Incorporating controlled elitism and dynamic distance crowding strategies, a modified NSGA-II algorithm based on a fast and genetic non-dominated sorting algorithm is developed with the aim of obtaining a novel multi-objective optimization design algorithm for wind turbine blades. As an example, a high-performance 1.5 MW wind turbine blade, taking maximum annual energy production and minimum blade mass as the optimization objectives, was designed. A 1/16-scale model of this blade was tested in a 12 m × 16 m wind tunnel and the experimental results validated the high performance. Moreover, both the computational fluid dynamics (CFD) method and a free-vortex method (FVM) were applied to calculating the aerodynamic performance, which was consistent with the experimental data. For completeness, the CFD and FVM were used to analyse the wake structure, and good and consistent results were obtained between them.
Based on the above research, high quality papers have been published in peer reviewed journals and important international conferences. 13 Chinese invention patents have been applied, 2 Chinese invention patents have been authorized and 1 PCT patent has been applied.
ZU: Zhejiang university team has designed and developed an IGBT dynamic switching performance test platform for large-scaled wind power generation systems. It has identified the junction temperature extraction for high power IGBT modules, and enhanced the operation reliability of wind power systems. The work has also extended the proposed research to other renewable energy components and systems such as pitch system reliability and solar panel monitoring.

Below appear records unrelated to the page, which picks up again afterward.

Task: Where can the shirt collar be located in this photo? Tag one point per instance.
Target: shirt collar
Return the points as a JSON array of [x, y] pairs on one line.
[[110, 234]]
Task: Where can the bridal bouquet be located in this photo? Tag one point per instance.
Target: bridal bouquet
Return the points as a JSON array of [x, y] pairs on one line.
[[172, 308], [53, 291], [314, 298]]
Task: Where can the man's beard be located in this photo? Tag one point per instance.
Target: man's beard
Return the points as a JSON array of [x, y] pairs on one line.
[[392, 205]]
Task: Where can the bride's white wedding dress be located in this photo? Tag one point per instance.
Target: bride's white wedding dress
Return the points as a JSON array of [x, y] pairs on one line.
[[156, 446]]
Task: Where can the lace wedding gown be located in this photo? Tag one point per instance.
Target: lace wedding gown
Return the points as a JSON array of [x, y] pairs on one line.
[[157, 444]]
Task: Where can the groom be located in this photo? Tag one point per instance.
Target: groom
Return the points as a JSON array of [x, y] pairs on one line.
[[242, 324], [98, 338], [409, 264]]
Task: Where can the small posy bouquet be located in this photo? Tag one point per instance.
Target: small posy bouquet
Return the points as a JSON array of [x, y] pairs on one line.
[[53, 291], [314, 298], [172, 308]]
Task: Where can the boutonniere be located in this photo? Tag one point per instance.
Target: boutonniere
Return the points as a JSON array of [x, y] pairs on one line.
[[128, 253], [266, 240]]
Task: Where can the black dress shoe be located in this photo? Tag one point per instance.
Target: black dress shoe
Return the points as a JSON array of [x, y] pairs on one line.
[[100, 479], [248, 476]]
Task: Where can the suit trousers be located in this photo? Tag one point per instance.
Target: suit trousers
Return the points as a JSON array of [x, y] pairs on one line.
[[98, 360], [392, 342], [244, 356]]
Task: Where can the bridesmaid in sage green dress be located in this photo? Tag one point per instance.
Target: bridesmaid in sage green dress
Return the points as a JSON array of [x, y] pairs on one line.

They have major contribution to WP3, which is complementary to other WPs.
IITM: IITM has excellent interactions with the ZUT team, but less active on outing staff exchange due to lack of overhead for the funding scheme and UK visa issue. The project has led to several key collaborative conference publications at mutual national conferences and a number of high-impact journal publications are forthcoming. Moreover the project duration has also witnessed overlapping high-impact publications and innovative technologies developed in novel areas of guided. Ultrasonics from parallel but allied IIT Madras research efforts.